We have reached peak screen

We have reached peak screen

The smartphone hypnotizes us into screen glaring addicts.

We have zero control of our attention and it makes us feel like we’re losing our mind. Writes Farhad Manjoo in his piece We Have Reached Peek Screen:

Screens are insatiable. At a cognitive level, they are voracious vampires for your attention, and as soon as you look at one, you are basically toast.

There are studies that bear this out. One, by a team led by Adrian Ward, a marketing professor at the University of Texas’ business school, found that the mere presence of a smartphone within glancing distance can significantly reduce your cognitive capacity. Your phone is so irresistible that when you can see it, you cannot help but spend a lot of otherwise valuable mental energy trying to not look at it.

The companies Apple and Google who got us hooked in the first place are now trying to reduce screen time by outsourcing things like to-do’s to voice assistants like Siri.

If Apple could only improve Siri, its own voice assistant, the Watch and AirPods could combine to make something new: a mobile computer that is not tied to a huge screen, that lets you get stuff done on the go without the danger of being sucked in.
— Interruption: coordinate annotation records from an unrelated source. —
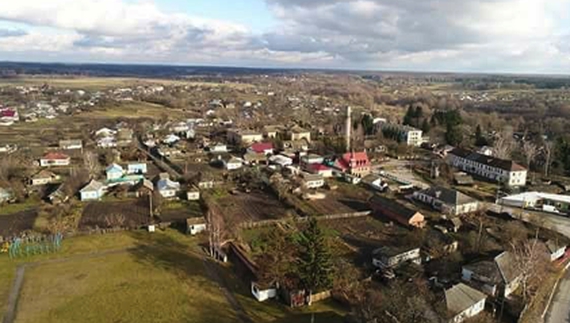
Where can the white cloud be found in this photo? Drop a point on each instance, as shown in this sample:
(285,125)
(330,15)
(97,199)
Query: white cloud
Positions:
(473,35)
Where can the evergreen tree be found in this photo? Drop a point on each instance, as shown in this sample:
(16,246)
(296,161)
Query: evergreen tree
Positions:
(480,140)
(426,127)
(314,265)
(453,135)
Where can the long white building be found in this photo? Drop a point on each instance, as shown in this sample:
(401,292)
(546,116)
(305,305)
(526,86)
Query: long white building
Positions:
(409,135)
(494,169)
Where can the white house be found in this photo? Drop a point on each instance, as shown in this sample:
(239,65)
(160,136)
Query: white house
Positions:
(107,142)
(313,181)
(92,191)
(70,144)
(388,257)
(464,302)
(171,139)
(262,294)
(234,163)
(114,172)
(447,201)
(494,169)
(281,160)
(168,188)
(406,134)
(193,194)
(136,168)
(195,225)
(55,159)
(218,148)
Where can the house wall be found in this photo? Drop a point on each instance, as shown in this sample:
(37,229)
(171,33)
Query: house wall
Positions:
(470,312)
(193,196)
(516,178)
(196,228)
(168,193)
(54,162)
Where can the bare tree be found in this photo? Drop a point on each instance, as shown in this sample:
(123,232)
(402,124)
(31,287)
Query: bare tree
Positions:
(504,145)
(529,150)
(548,150)
(91,162)
(532,262)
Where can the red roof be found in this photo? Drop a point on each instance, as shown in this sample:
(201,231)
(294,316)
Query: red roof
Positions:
(55,156)
(7,113)
(360,160)
(318,167)
(261,147)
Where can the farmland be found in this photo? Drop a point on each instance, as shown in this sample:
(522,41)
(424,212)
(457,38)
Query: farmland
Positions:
(254,206)
(131,214)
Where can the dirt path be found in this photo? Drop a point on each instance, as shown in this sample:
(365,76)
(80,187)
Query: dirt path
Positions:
(214,274)
(14,294)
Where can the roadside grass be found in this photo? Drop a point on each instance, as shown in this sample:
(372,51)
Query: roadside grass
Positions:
(131,110)
(272,311)
(158,283)
(10,208)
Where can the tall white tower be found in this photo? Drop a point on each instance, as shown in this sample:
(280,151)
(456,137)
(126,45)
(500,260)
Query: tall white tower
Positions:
(348,127)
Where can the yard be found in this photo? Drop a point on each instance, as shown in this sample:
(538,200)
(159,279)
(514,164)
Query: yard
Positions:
(131,214)
(159,280)
(255,206)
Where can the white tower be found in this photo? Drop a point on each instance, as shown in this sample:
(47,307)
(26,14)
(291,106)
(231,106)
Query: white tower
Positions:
(348,127)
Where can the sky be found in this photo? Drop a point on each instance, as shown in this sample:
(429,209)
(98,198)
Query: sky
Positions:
(510,36)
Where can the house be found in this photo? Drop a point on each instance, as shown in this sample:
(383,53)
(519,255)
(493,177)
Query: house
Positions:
(55,159)
(124,137)
(402,133)
(105,132)
(114,172)
(106,142)
(233,163)
(464,302)
(265,148)
(168,188)
(136,168)
(494,277)
(355,164)
(312,181)
(298,133)
(281,160)
(447,201)
(556,250)
(238,136)
(171,139)
(312,159)
(193,194)
(70,144)
(253,158)
(92,191)
(143,188)
(44,177)
(58,196)
(485,150)
(6,195)
(494,169)
(195,225)
(319,169)
(392,256)
(218,148)
(397,212)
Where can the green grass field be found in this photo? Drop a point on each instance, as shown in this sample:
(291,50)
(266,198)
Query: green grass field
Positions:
(136,277)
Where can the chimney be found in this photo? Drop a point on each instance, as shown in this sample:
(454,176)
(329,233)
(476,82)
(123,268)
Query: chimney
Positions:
(348,127)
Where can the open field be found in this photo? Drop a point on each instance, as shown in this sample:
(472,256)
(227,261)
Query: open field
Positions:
(14,223)
(157,281)
(133,214)
(254,206)
(102,83)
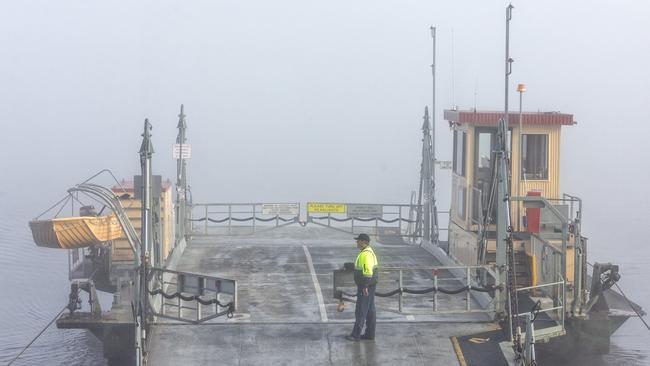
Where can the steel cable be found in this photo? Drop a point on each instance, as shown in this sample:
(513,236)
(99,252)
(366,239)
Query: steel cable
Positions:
(38,335)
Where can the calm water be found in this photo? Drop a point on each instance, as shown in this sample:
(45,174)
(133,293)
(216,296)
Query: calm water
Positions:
(35,288)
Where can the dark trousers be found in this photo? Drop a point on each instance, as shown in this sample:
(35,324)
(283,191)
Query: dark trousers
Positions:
(365,312)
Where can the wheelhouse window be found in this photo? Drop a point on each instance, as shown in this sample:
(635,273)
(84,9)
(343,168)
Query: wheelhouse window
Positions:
(534,157)
(460,139)
(460,203)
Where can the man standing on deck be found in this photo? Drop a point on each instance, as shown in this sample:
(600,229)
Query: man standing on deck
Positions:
(365,276)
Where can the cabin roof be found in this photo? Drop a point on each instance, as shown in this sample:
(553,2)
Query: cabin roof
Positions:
(491,118)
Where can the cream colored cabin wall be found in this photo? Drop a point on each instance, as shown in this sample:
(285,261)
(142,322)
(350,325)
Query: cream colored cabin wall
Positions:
(122,250)
(550,188)
(459,182)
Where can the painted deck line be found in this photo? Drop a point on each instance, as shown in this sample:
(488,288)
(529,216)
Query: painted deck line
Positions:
(459,352)
(319,293)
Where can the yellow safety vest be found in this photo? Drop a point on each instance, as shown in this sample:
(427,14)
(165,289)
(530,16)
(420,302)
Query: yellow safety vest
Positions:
(366,267)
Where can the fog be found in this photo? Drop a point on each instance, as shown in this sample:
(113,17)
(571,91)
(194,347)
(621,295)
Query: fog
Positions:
(304,100)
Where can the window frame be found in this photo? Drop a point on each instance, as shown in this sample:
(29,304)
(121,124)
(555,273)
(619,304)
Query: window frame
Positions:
(522,176)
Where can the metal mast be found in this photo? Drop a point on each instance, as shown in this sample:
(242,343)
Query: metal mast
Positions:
(427,221)
(181,178)
(146,151)
(434,224)
(503,211)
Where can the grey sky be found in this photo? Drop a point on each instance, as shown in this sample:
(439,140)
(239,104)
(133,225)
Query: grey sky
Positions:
(303,100)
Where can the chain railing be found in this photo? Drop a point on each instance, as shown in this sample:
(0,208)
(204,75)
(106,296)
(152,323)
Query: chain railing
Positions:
(240,218)
(190,297)
(418,285)
(389,220)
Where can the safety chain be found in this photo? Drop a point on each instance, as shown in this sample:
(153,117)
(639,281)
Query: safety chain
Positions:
(245,219)
(230,306)
(406,290)
(362,219)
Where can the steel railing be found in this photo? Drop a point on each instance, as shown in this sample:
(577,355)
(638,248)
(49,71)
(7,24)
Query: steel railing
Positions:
(237,218)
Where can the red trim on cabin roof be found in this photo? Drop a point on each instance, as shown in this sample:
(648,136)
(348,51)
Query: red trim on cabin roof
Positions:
(492,117)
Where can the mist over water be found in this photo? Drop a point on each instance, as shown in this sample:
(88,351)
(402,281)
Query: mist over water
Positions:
(297,101)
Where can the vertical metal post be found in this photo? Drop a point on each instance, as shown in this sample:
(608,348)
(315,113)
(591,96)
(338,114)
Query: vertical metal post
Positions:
(254,218)
(434,224)
(181,178)
(229,219)
(146,151)
(468,281)
(401,285)
(399,221)
(521,88)
(435,290)
(206,220)
(503,209)
(376,226)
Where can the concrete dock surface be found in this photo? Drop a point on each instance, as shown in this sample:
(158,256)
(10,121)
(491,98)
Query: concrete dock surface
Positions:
(287,314)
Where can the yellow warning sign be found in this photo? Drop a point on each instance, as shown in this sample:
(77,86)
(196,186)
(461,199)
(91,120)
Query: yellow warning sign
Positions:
(322,207)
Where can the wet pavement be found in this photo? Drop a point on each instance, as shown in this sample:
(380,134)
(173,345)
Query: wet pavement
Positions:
(287,314)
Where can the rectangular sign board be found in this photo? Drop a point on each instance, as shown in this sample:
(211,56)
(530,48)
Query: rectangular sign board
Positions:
(365,211)
(444,164)
(324,207)
(281,209)
(185,150)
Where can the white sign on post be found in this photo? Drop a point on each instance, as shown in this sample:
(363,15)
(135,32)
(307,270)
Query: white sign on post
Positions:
(365,211)
(444,164)
(280,209)
(184,149)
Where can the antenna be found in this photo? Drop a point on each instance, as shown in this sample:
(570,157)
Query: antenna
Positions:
(453,72)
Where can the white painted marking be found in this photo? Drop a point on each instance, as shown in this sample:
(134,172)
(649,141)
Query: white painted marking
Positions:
(319,293)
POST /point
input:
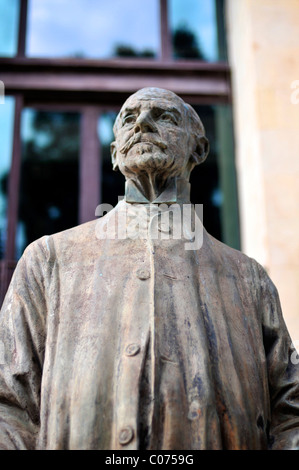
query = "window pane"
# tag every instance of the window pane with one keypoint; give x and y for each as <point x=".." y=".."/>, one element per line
<point x="9" y="24"/>
<point x="6" y="139"/>
<point x="197" y="29"/>
<point x="113" y="182"/>
<point x="93" y="28"/>
<point x="213" y="183"/>
<point x="49" y="175"/>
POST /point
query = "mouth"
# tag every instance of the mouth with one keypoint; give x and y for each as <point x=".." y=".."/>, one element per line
<point x="140" y="139"/>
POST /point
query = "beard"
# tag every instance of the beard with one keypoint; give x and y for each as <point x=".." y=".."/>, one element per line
<point x="150" y="158"/>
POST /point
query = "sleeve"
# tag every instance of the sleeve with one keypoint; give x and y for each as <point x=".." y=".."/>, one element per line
<point x="22" y="343"/>
<point x="283" y="370"/>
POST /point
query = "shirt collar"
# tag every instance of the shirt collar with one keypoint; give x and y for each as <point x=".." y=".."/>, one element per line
<point x="177" y="191"/>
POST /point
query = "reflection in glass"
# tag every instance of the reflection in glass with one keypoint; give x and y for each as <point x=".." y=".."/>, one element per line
<point x="113" y="182"/>
<point x="213" y="183"/>
<point x="197" y="29"/>
<point x="6" y="139"/>
<point x="93" y="28"/>
<point x="9" y="24"/>
<point x="49" y="175"/>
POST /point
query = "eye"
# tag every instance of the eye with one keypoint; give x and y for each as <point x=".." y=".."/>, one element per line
<point x="168" y="117"/>
<point x="129" y="119"/>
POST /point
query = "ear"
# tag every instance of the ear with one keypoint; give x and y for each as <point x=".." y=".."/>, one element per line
<point x="201" y="149"/>
<point x="113" y="151"/>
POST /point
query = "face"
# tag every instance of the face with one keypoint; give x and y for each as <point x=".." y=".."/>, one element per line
<point x="152" y="135"/>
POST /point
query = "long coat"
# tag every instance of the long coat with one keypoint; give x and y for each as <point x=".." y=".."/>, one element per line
<point x="129" y="344"/>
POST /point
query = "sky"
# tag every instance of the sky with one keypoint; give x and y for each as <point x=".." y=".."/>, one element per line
<point x="94" y="27"/>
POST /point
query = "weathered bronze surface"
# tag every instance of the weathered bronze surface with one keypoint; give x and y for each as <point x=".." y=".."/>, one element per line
<point x="112" y="338"/>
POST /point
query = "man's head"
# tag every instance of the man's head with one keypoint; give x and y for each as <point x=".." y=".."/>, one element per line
<point x="157" y="132"/>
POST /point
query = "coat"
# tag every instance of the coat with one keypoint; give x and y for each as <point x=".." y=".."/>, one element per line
<point x="130" y="344"/>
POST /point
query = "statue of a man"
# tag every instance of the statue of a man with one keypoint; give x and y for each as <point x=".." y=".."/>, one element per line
<point x="113" y="339"/>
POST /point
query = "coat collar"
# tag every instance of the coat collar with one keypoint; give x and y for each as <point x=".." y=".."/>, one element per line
<point x="177" y="191"/>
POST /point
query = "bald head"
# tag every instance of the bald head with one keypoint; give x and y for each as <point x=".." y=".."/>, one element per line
<point x="157" y="131"/>
<point x="151" y="94"/>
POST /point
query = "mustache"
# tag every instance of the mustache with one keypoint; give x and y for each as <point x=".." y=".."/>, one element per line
<point x="139" y="137"/>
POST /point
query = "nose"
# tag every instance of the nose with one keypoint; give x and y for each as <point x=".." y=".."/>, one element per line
<point x="144" y="123"/>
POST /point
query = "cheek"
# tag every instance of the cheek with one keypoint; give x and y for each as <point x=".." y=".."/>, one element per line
<point x="177" y="141"/>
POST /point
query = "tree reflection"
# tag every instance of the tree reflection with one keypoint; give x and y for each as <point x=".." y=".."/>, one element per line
<point x="123" y="50"/>
<point x="49" y="175"/>
<point x="185" y="44"/>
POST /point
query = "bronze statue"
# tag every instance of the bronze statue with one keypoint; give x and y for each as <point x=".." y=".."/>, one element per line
<point x="114" y="339"/>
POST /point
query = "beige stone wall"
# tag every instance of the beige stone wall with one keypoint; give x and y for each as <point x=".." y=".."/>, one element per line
<point x="263" y="47"/>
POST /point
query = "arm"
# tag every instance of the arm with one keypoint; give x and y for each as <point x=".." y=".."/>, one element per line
<point x="283" y="372"/>
<point x="22" y="342"/>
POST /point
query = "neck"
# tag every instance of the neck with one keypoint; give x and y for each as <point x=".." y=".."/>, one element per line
<point x="150" y="185"/>
<point x="172" y="190"/>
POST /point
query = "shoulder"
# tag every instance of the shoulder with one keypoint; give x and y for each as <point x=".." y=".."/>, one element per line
<point x="231" y="259"/>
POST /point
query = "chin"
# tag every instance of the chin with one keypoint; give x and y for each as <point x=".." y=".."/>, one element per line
<point x="147" y="161"/>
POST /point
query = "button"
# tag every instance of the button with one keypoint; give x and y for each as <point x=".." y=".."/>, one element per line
<point x="194" y="410"/>
<point x="125" y="435"/>
<point x="164" y="228"/>
<point x="132" y="349"/>
<point x="143" y="274"/>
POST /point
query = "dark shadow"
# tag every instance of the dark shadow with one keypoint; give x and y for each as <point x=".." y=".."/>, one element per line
<point x="185" y="45"/>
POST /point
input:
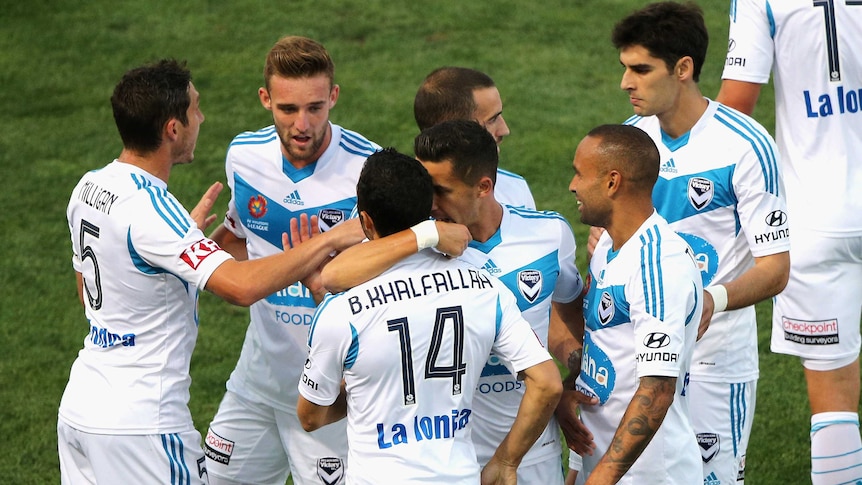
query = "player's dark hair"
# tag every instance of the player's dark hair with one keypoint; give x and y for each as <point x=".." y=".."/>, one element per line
<point x="146" y="98"/>
<point x="447" y="94"/>
<point x="669" y="30"/>
<point x="395" y="190"/>
<point x="296" y="57"/>
<point x="470" y="149"/>
<point x="629" y="150"/>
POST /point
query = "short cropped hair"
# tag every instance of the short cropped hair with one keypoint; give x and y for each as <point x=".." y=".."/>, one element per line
<point x="395" y="190"/>
<point x="447" y="94"/>
<point x="669" y="30"/>
<point x="468" y="146"/>
<point x="297" y="57"/>
<point x="146" y="98"/>
<point x="630" y="151"/>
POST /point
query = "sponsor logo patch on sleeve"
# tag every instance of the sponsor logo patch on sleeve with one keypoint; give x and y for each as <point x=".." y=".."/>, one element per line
<point x="198" y="252"/>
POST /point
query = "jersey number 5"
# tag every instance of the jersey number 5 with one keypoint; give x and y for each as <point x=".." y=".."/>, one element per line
<point x="455" y="370"/>
<point x="87" y="253"/>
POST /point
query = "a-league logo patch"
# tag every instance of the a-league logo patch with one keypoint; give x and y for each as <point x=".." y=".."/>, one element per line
<point x="530" y="284"/>
<point x="328" y="218"/>
<point x="606" y="308"/>
<point x="330" y="470"/>
<point x="195" y="254"/>
<point x="709" y="445"/>
<point x="257" y="206"/>
<point x="700" y="192"/>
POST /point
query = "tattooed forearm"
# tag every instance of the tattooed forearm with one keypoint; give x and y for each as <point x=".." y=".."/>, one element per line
<point x="644" y="415"/>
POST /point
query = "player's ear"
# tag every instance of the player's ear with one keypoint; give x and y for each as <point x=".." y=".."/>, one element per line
<point x="171" y="132"/>
<point x="684" y="68"/>
<point x="613" y="181"/>
<point x="367" y="225"/>
<point x="265" y="100"/>
<point x="485" y="186"/>
<point x="333" y="95"/>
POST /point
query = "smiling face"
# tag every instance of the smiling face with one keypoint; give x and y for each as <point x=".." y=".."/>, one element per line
<point x="589" y="184"/>
<point x="652" y="87"/>
<point x="300" y="111"/>
<point x="454" y="200"/>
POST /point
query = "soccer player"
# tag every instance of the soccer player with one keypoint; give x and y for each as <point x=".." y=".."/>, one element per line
<point x="302" y="164"/>
<point x="720" y="187"/>
<point x="410" y="345"/>
<point x="642" y="311"/>
<point x="532" y="252"/>
<point x="812" y="49"/>
<point x="140" y="259"/>
<point x="460" y="93"/>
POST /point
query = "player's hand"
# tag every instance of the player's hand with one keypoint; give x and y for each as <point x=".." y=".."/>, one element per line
<point x="201" y="213"/>
<point x="453" y="238"/>
<point x="301" y="230"/>
<point x="346" y="234"/>
<point x="706" y="317"/>
<point x="592" y="239"/>
<point x="498" y="473"/>
<point x="578" y="438"/>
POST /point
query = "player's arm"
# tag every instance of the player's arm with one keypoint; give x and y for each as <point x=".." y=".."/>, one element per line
<point x="362" y="262"/>
<point x="245" y="282"/>
<point x="740" y="95"/>
<point x="230" y="243"/>
<point x="765" y="279"/>
<point x="313" y="416"/>
<point x="642" y="418"/>
<point x="543" y="389"/>
<point x="565" y="342"/>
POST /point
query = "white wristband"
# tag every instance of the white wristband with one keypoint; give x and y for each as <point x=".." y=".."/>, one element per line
<point x="426" y="234"/>
<point x="719" y="296"/>
<point x="575" y="461"/>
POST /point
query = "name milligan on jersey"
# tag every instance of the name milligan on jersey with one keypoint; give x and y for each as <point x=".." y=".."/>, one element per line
<point x="417" y="287"/>
<point x="97" y="197"/>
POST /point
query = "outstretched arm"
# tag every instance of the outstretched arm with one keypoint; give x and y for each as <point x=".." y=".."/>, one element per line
<point x="245" y="282"/>
<point x="644" y="415"/>
<point x="362" y="262"/>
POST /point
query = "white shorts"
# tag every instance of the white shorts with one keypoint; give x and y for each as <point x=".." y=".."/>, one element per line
<point x="130" y="459"/>
<point x="249" y="442"/>
<point x="721" y="415"/>
<point x="817" y="315"/>
<point x="548" y="472"/>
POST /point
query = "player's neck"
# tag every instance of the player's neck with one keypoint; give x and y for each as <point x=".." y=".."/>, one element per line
<point x="685" y="114"/>
<point x="153" y="163"/>
<point x="489" y="221"/>
<point x="625" y="223"/>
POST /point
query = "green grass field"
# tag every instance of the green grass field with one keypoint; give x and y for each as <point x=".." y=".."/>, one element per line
<point x="552" y="60"/>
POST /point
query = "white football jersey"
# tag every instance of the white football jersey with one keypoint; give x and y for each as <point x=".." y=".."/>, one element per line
<point x="719" y="187"/>
<point x="533" y="253"/>
<point x="266" y="192"/>
<point x="512" y="189"/>
<point x="143" y="260"/>
<point x="410" y="346"/>
<point x="642" y="311"/>
<point x="813" y="48"/>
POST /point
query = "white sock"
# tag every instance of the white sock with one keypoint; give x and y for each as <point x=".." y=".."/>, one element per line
<point x="836" y="449"/>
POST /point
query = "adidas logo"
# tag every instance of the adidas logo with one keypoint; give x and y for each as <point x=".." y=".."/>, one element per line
<point x="491" y="267"/>
<point x="669" y="166"/>
<point x="293" y="198"/>
<point x="711" y="479"/>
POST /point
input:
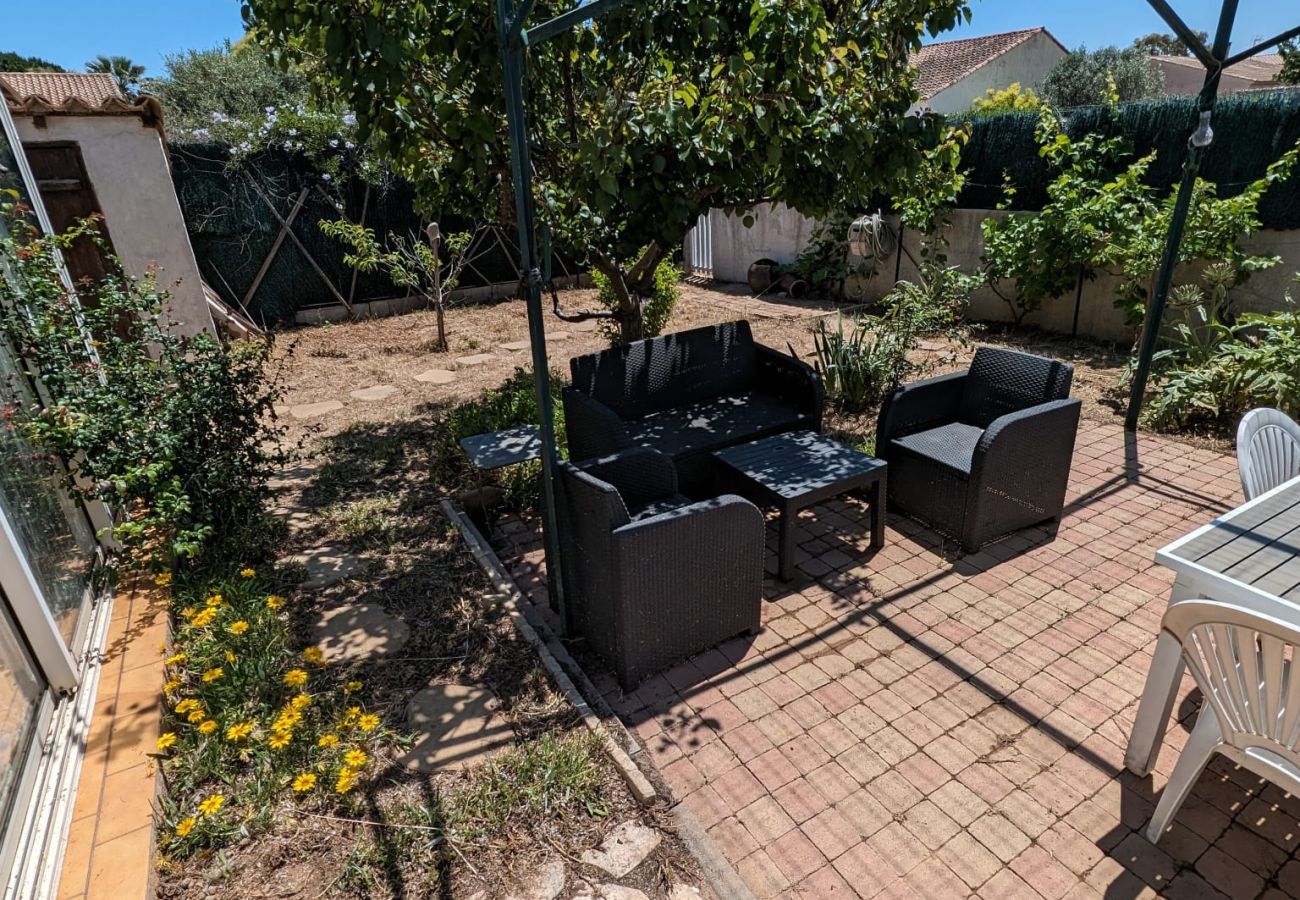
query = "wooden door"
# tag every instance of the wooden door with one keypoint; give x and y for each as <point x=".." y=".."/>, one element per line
<point x="69" y="197"/>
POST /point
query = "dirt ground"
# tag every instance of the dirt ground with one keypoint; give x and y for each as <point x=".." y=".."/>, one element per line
<point x="325" y="363"/>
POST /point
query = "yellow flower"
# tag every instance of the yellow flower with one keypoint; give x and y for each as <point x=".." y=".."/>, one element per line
<point x="346" y="780"/>
<point x="212" y="804"/>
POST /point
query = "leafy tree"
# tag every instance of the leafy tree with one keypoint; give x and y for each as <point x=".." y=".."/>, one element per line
<point x="126" y="73"/>
<point x="11" y="61"/>
<point x="1290" y="73"/>
<point x="640" y="121"/>
<point x="1086" y="78"/>
<point x="1009" y="99"/>
<point x="1166" y="44"/>
<point x="228" y="82"/>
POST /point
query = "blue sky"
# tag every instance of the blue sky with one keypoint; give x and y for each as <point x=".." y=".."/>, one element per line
<point x="146" y="30"/>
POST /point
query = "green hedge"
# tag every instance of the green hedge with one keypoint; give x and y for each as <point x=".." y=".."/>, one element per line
<point x="1251" y="130"/>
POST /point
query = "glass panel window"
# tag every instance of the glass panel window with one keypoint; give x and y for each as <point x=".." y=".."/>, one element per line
<point x="52" y="531"/>
<point x="21" y="689"/>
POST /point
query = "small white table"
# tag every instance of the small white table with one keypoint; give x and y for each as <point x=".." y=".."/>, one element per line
<point x="1248" y="554"/>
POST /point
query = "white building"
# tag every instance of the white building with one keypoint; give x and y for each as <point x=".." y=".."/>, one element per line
<point x="94" y="151"/>
<point x="952" y="74"/>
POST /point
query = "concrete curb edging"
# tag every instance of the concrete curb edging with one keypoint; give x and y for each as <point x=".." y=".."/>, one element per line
<point x="486" y="558"/>
<point x="722" y="877"/>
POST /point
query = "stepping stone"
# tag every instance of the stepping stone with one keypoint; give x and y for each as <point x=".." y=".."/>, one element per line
<point x="326" y="566"/>
<point x="476" y="359"/>
<point x="376" y="393"/>
<point x="623" y="849"/>
<point x="315" y="410"/>
<point x="358" y="632"/>
<point x="619" y="892"/>
<point x="437" y="377"/>
<point x="455" y="726"/>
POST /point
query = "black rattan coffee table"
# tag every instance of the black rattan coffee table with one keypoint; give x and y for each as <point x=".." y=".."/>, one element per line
<point x="797" y="470"/>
Imagine if, instead of tapping endlessly on apps, you could just tell your AirPods, “Make me dinner reservations at 7” or “Check with my wife’s calendar to see when we can have a date night this week.”

That candy-colored rectangular glow is too seductive, a trap that leads into a ludic loop of distraction. It’s about time the tech heads, like car companies did with seat belts, are doing something to preserve our neurological safety.